Riannodiamo i fili (ma a modo mio)

Rieccomi. Mesi di silenzio, qui, che silenzio per me non è stato. La vita in mezzo. Tanti incontri vissuti finalmente guardandosi negli occhi, sorridendosi, parlandosi.

E poi un tempo di riflessione. Per decidere se continuare, se riannodare i fili di un discorso interrotto. E indagare sulle ragioni di questa svogliatezza che mi prende quando mi accingo a scrivere. E poi, invariabilmente, decido di soprassedere.

In questi mesi ho scritto un libro, ho tenuto lezioni, ho parlato della donna in Giappone con il pretesto di presentare Onibaba, ho risposto a interviste. Ho soprattutto continuato a studiare e a scrivere.

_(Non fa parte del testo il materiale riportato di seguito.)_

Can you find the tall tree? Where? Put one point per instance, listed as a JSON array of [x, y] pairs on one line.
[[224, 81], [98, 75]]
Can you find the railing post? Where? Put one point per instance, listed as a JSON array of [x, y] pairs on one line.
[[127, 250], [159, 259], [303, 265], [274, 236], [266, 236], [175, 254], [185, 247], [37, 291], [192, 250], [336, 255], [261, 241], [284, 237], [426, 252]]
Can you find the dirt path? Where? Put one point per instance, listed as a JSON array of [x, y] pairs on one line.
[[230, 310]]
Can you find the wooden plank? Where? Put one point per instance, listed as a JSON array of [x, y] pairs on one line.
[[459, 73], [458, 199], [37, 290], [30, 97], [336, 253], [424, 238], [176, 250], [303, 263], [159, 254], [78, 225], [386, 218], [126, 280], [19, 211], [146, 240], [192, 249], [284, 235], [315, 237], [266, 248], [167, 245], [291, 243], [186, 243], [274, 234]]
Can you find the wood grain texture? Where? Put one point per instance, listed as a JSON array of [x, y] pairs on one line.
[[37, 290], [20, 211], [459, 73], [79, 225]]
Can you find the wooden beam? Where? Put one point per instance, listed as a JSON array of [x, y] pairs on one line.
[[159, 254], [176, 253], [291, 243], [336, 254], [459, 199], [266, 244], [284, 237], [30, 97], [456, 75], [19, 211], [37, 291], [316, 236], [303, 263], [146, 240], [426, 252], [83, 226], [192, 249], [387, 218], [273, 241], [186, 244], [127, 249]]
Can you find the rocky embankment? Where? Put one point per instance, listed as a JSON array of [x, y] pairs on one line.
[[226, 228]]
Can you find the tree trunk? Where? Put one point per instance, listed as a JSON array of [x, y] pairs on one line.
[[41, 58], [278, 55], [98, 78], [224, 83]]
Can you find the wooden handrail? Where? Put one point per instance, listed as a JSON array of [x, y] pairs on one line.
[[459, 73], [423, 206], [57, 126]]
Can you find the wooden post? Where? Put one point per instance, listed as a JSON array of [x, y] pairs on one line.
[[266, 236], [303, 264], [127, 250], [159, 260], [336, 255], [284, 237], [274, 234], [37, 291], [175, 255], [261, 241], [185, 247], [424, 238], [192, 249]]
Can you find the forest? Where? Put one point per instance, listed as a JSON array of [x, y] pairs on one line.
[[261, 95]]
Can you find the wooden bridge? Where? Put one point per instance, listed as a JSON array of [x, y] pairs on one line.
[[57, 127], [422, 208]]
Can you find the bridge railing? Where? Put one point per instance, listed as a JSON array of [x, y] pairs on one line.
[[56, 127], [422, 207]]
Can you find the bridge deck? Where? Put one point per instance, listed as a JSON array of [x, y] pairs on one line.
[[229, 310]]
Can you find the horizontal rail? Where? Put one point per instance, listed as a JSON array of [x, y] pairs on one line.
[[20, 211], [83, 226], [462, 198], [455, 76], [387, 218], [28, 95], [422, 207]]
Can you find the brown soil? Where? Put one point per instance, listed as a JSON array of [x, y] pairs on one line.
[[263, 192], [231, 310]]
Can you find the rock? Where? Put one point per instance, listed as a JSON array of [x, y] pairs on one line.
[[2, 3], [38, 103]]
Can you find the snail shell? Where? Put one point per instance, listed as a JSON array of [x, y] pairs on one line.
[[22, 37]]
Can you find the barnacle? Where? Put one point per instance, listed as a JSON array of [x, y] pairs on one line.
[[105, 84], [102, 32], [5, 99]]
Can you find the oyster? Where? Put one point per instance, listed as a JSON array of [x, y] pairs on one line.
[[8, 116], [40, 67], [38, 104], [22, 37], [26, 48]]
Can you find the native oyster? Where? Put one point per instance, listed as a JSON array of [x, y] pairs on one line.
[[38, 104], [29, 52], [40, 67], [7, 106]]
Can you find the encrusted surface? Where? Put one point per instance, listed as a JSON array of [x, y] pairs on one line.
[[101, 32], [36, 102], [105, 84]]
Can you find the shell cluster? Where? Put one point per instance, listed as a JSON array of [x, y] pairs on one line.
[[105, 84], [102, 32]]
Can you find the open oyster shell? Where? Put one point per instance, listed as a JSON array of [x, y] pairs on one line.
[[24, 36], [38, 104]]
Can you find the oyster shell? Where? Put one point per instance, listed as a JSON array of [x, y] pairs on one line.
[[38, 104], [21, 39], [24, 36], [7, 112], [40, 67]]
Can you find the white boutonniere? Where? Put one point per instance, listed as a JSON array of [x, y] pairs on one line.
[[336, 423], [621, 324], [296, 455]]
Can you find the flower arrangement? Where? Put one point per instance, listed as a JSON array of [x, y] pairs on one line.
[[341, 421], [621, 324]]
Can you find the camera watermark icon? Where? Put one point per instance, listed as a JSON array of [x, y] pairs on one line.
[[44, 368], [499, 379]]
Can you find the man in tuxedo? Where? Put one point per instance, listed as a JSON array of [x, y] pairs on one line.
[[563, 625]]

E perché, dunque, non qui? Riflettere su questo è anche riflettere sul proprio lavoro. Decidere se ha ancora un senso andare controcorrente, denunciare tutta l’insensatezza di presentare la cultura giapponese spalmandola di quella melassa appiccicosa che è il tono svenevole adottato oggi per presentare il Giappone, il paese “perfetto”, fatto di marzapane e zucchero filato. Un paese che esiste solo nell’immaginario ma che fa vendere.

Il Giappone trasformato in un prodotto di consumo. Di cui si ignora la realtà perché non interessa. Tutto questo non mi appartiene. Lo trovo stomachevole.

“Come? Non vuoi guadagnare anche tu vendendo un po’ di Giappone un tanto al chilo?” No, non l’ho fatto fino a oggi. Non lo farò ora.

Quindi, se a qualcuno interesserà che continui a parlare di cultura giapponese come ho fatto finora, “fuori dai sentieri battuti”, bene. Ci sono.

Altrimenti chiudiamola qui.

Lo tsuzumi e i suoi colori. Hida Furukawa, aprile 2019.